How does the “heavy slab” fall in Great Expectations?
The heavy slab in the story falls when the sultan cuts the rope.
Pip uses the metaphor of the heavy slab to demonstrate that he has entirely lost his life to Estella. He is completely in love with her, and he has no control over what happens to him. In other words, he is lost to his heart.
All being made ready with much labor, and the hour come, the sultan was aroused in the dead of the night, and the sharpened axe that was to sever the rope from the great iron ring was put into his hand, and he struck with it, and the rope parted and rushed away, and the ceiling fell. (Ch. 38)

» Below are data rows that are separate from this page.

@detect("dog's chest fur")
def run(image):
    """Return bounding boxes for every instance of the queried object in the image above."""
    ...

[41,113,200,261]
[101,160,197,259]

The story that Pip is referring to is Tales of the Genii, which is also about a man who lost his head over a woman. Pip comments that both he and Estella have been affected by Miss Havisham. She has influenced both of their abilities to love.
So, in my case; all the work, near and afar, that tended to the end, had been accomplished; and in an instant the blow was struck, and the roof of my stronghold dropped upon me. (Ch. 38)
Pip has known Estella since he was young and impressionable. He fell in love with her when they were both children. When he says that the roof came down on him, he is speaking metaphorically. He is saying that he is completely and hopelessly in love.
Miss Havisham did not just destroy Estella's life with her games. She created in Estella a weapon to use against men, and she used Pip as a training device. The end result was successful in that Pip fell in love with Estella, and Estella was incapable of falling in love with anyone. Both of them were tied together for life.